C’est la chose la plus folle … J’ai supposé que mon enfance trop permissive me rendrait un peu plus décontracté avec mes propres enfants, mais en revanche, cela me rendait incroyablement paranoïaque à propos de mes propres enfants parce que j’ai vu certaines choses aller mal. J’ai aussi vécu assez longtemps pour voir beaucoup de ces enfants avec qui je traînais à la rivière faire un mauvais virage, ou deux, ou trois, ou une douzaine, et réaliser que je les ai regardés faire ces premiers pas sur la mauvaise route à côté de la rivière Provo. Je suis âgé de 36 ans et une poignée de ces enfants sont morts de l’usage de drogues ou du suicide. Une autre poignée a passé du temps dans et hors de prison.

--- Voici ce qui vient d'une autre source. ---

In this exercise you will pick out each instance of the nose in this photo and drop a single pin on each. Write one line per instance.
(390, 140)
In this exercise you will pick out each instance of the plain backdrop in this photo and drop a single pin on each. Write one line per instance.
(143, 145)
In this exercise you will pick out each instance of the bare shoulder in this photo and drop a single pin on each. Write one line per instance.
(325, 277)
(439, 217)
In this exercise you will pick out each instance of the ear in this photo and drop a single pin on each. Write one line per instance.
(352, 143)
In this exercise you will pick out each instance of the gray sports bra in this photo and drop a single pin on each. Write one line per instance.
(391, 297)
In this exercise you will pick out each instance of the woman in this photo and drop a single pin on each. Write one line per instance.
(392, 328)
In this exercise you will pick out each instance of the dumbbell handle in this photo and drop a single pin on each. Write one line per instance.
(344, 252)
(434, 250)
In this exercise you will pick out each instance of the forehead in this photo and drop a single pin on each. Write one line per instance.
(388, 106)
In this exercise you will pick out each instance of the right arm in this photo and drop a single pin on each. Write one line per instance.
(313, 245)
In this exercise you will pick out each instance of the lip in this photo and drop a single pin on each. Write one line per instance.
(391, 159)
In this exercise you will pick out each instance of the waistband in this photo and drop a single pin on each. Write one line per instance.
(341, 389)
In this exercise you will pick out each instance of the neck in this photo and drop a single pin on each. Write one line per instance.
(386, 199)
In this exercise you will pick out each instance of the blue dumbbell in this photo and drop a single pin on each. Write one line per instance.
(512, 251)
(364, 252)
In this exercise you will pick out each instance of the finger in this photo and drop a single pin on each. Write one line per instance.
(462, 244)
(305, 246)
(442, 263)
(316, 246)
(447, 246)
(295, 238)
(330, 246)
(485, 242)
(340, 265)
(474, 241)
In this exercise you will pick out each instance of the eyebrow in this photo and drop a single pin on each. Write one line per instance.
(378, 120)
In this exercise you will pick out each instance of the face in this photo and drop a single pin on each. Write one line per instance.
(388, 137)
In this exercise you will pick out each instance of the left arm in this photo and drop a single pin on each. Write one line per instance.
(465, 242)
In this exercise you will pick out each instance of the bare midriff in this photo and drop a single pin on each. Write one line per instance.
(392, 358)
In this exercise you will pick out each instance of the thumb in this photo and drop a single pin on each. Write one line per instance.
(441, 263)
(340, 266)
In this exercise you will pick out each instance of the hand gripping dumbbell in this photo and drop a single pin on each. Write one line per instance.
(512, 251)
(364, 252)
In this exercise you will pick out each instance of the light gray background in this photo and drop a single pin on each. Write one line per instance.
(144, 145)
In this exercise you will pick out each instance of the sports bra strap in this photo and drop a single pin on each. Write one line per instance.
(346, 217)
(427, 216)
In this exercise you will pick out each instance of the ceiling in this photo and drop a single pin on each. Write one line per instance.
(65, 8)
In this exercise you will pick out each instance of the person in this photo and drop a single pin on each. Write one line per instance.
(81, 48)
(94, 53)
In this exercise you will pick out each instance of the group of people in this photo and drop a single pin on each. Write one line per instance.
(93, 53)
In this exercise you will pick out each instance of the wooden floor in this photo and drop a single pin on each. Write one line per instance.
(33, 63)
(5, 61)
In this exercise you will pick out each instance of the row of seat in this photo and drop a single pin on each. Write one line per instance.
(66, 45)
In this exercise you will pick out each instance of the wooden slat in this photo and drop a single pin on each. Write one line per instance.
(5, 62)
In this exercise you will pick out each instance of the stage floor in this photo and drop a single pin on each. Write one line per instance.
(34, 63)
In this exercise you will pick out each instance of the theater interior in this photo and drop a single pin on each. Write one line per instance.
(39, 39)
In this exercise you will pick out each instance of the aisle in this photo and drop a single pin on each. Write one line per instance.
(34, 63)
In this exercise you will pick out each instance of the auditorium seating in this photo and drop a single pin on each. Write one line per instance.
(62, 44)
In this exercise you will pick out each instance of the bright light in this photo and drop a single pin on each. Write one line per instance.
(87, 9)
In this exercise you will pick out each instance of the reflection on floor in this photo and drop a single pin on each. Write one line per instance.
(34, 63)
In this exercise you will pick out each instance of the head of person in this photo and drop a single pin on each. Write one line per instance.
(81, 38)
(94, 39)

Beaucoup d’entre eux sont devenus parents à l’adolescence. La plupart d’entre eux ont abandonné l’école à 16 ans.

Maintenant, je sais que certains d’entre vous lisent ceci et essaient de comprendre comment mon fils qui fait du rafting avec notre groupe religieux va le faire tomber avec la mauvaise foule, et vous savez quoi, ce ne sera probablement pas le cas. Mais je ne peux pas m’empêcher de penser à tous les appels proches de mon enfance libre d’esprit. Je ne peux pas m’empêcher de penser à certains des accidents, puis je me demande si mon fils pourrait se retrouver dans la même situation.

C’est presque comme si j’ai vu certaines choses se gâter, et même si je m’en suis sorti, j’ai peur que mes enfants ne le fassent pas. J’examine donc ce qu’ils font. Je regarde bien leurs amis et j’essaye de les amener à passer du temps avec de bonnes personnes. Je veux savoir où ils sont, quand ils seront de retour et je veux qu’ils me fassent suffisamment confiance pour me dire la vérité sur leurs activités.

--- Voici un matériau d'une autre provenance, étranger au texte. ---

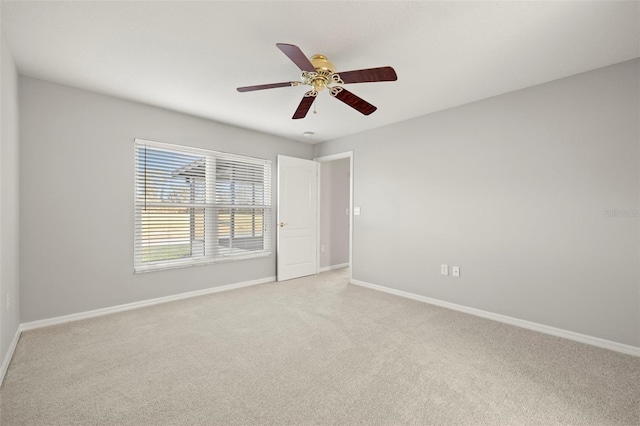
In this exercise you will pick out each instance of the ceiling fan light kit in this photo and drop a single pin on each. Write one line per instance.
(319, 73)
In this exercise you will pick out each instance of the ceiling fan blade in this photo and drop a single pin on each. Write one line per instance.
(295, 54)
(305, 104)
(369, 75)
(264, 86)
(352, 100)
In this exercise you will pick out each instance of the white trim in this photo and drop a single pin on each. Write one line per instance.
(332, 157)
(332, 267)
(582, 338)
(129, 306)
(7, 359)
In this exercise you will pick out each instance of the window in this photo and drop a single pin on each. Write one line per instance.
(195, 206)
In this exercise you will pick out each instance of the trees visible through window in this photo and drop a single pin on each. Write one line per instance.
(196, 206)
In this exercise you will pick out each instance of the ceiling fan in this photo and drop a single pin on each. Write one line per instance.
(321, 74)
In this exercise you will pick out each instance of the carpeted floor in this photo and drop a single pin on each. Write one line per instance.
(315, 350)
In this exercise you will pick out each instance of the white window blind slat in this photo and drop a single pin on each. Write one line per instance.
(195, 206)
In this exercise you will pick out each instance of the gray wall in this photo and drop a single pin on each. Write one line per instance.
(334, 223)
(9, 202)
(514, 189)
(77, 198)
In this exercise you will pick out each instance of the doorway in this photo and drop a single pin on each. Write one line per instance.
(335, 206)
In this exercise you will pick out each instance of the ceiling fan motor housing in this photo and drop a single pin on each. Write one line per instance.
(324, 70)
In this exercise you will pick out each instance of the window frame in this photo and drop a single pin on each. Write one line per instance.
(212, 208)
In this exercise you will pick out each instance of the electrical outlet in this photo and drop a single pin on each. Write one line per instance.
(444, 269)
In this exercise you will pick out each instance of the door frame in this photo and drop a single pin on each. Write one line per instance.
(326, 159)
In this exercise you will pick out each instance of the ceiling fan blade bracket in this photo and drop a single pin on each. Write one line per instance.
(305, 105)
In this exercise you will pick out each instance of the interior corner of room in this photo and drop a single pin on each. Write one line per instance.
(532, 194)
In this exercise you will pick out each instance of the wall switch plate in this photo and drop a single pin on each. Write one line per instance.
(444, 269)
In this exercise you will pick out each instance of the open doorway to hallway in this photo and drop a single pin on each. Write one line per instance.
(335, 212)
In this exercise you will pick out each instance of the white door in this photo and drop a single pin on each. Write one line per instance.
(297, 218)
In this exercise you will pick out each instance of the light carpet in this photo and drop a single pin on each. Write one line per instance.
(314, 350)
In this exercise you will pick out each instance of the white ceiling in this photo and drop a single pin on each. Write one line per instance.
(191, 56)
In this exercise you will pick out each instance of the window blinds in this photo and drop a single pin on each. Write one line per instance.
(195, 206)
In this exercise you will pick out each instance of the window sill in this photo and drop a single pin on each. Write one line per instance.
(199, 262)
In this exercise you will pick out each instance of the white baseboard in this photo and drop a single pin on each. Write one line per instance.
(7, 359)
(332, 267)
(583, 338)
(120, 308)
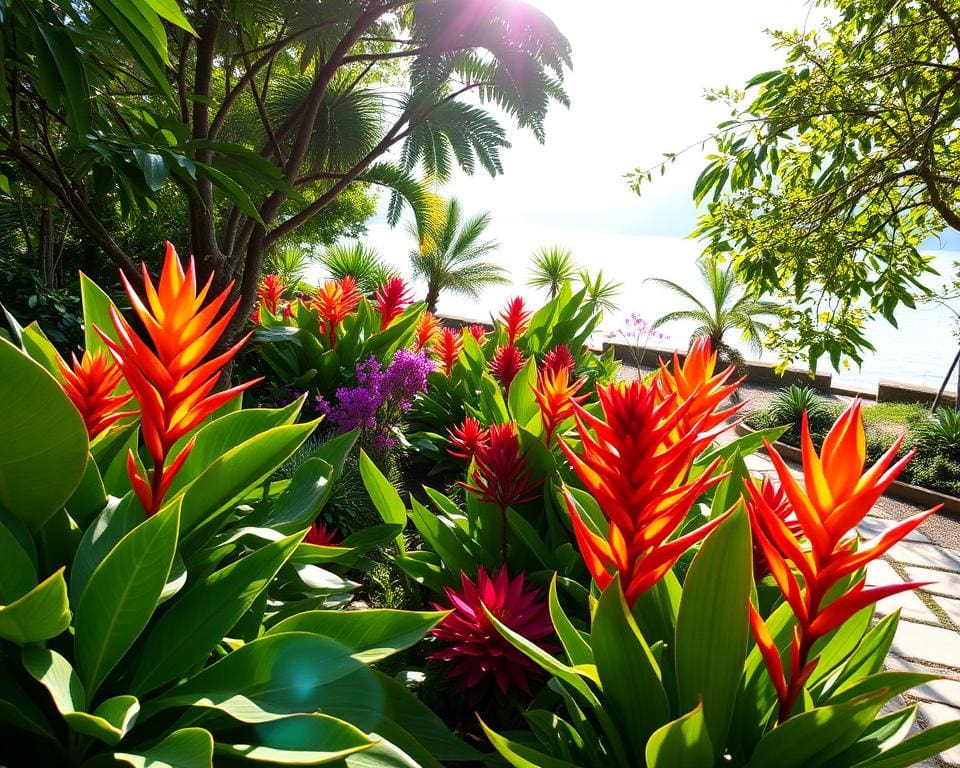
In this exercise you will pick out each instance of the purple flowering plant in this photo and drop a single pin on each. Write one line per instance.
(381, 397)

Et écoutez, je ne dirais jamais à mes enfants de ne pas être amis avec quelqu’un. Mais je suppose que ce que le manque de conseils disponibles dans mon enfance m’a appris, c’est la valeur des conseils et des conseils d’un parent aimant. Cela m’a fait m’inquiéter plus que je ne l’aurais jamais cru, et ça m’a fait donner à mes enfants plus de conseils qu’ils n’en auraient probablement besoin.

Donc, une fois que j’ai fini d’obtenir toutes les réponses sur le voyage de rafting de Tristans, je suis sorti et lui ai acheté un gilet de sauvetage juste pour m’assurer qu’il serait en sécurité. Je l’ai emmené dans le salon et lui ai parlé de la sécurité aquatique et de ce qu’il faut faire si vous tombez d’un bateau en eau vive. Je suis même monté sur le sol et lui ai montré comment garder la tête hors de l’eau avec ses jambes pour l’empêcher de heurter un rocher et de se faire assommer. Je lui ai donné tous les conseils que j’avais, et pendant tout ce temps, il m’a regardé comme si j’étais ce père trop anxieux, ce que j’étais, mais une fois que tout a été dit et fait, je me sentais beaucoup mieux à l’idée de faire du rafting. Et je pense qu’il a réalisé le malheureux que toute son enfance allait probablement ressembler à ça.